Subsequently she has had a couple of follow-up gigs, one being an article and photo shoot for Good magazine.  Look out for their September issue.

She also appeared on TV twice and featured in an article about her agent – Grace Stratton from “All is for All” – in the Air New Zealand on-board magazine.

Talk about the lives of the rich and famous!

But the year’s achievements didn’t stop there.  Amelia progressed so well in her weekly yoga classes across the other side of the city – a train and then bus ride away on a Thursday evening – that by the second half of the year she was invited to join the advanced class.

She also completed two silent residential weekend retreats during the year, both focussed on mindfulness through movement meditation.

 

Amelia was invited by Recreate to represent their Moxie produce team with her friend Abigail at the NZ Disability Services conference in Wellington and the two won for best market stall at the conference.

She helped man the merchandise stall at Buddy Walk for the second year running and was on the Sales Team for Moxie at several markets around Auckland.

Amelia also continued to participate in Special Olympics Aquatics twice a week with the Central Auckland team.

Meanwhile there was also the ongoing activity of completing her studies and working.

Amelia graduated at the end of the year from the two-year New Zealand Certificate in Skills for Living and Working programme at Unitec, achieving Merit in every unit.

In 2020 she continues to work part-time as a waitress and is in the pipeline for a second waitressing job.

She volunteers one day a week at the Titirangi Community Art Gallery where she helps mount exhibitions and supervise visitors, and two other days with Recreate’s Moxie programme, both in the garden and in the kitchen.

It’s a busy life!

 

Jacob Dombroski is an incredibly talented young man. James Webber from the Wellington Down Syndrome Association wrote the following nomination to describe Jacob’s achievements.

Jacob is well known in the Wellington region and nationally.

He has a passion for people with extra needs and is keen to advocate for people at a Government level.

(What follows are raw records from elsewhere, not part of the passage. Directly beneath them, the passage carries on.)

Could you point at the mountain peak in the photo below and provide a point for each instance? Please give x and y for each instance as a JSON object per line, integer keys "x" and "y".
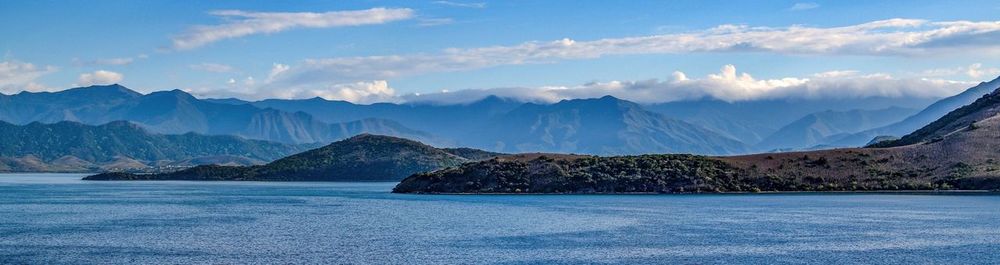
{"x": 963, "y": 118}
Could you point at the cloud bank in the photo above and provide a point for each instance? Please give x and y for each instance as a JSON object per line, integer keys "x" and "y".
{"x": 99, "y": 77}
{"x": 893, "y": 37}
{"x": 243, "y": 23}
{"x": 727, "y": 85}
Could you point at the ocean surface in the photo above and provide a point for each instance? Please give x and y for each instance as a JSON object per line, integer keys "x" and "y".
{"x": 58, "y": 219}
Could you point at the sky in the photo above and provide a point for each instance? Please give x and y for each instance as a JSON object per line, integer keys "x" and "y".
{"x": 458, "y": 51}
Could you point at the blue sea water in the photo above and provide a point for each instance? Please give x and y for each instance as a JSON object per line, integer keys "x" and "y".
{"x": 58, "y": 219}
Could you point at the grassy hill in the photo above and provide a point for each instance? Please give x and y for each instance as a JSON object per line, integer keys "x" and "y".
{"x": 959, "y": 151}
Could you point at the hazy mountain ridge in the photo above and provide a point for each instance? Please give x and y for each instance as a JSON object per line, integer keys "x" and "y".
{"x": 946, "y": 154}
{"x": 492, "y": 123}
{"x": 364, "y": 157}
{"x": 72, "y": 146}
{"x": 818, "y": 128}
{"x": 605, "y": 125}
{"x": 176, "y": 112}
{"x": 922, "y": 118}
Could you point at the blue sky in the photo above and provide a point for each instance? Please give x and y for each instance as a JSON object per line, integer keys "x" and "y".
{"x": 371, "y": 51}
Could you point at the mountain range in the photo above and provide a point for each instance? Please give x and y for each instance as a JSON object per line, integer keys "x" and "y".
{"x": 597, "y": 126}
{"x": 959, "y": 150}
{"x": 364, "y": 157}
{"x": 176, "y": 112}
{"x": 75, "y": 147}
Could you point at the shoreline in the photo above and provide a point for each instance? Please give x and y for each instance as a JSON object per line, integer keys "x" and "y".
{"x": 899, "y": 192}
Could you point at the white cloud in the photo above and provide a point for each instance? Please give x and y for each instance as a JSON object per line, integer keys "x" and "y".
{"x": 460, "y": 4}
{"x": 276, "y": 69}
{"x": 359, "y": 92}
{"x": 18, "y": 76}
{"x": 974, "y": 71}
{"x": 728, "y": 85}
{"x": 803, "y": 6}
{"x": 213, "y": 67}
{"x": 110, "y": 61}
{"x": 893, "y": 37}
{"x": 99, "y": 77}
{"x": 431, "y": 22}
{"x": 243, "y": 23}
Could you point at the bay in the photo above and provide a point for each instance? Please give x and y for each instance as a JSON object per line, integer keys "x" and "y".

Jacob is an actor, dancer, musician and basketball player amongst other talents.

I first met Jacob in 2016 when he was performing in a show that he had written, choreographed and performed, BigJStylez.

My eldest son, sister and I watched Jacob perform. It gave us such hope and joy and made the future of my youngest son seem much brighter amongst all the medical issues and fears for the future.

Jacob went on to win many awards for his show and this led to other acting, dancing and performance opportunities.

Jacob Domboski with Governor General Dame Patsy Reddy, right, and NZDSA national executive Zandra Vaccarino.

His acting career became viral when he did a short stint acting on Shortland Street as Winston Kimiora. I’m sure this helped to advocate for people who were born with Down syndrome.

His acting must have been fabulous as he was asked to act again as a barman on Shortland street. There have been many reviews about Jacob and his performance and one described him as “totally a performer who is going to connect to any audience”.

I believe this sums up Jacob well. He definitely connected with the audience when he was asked to speak at the Frances Clarke awards in Wellington in 2019.

During lockdown with Covid 19, Jacob contacted the WDSA chairperson, asking how he could help people with extra needs during this time.

He also created a workout video that he shared with others during COVID.

I don’t know all of Jacob’s story and journey however I am keen to learn more about this amazing young man who inspired me and my whanau when I had a little baby who was starting his journey.

The WDSA is blown away by Jacob’s talent, his empathy for others and his keenness to advocate for many different people.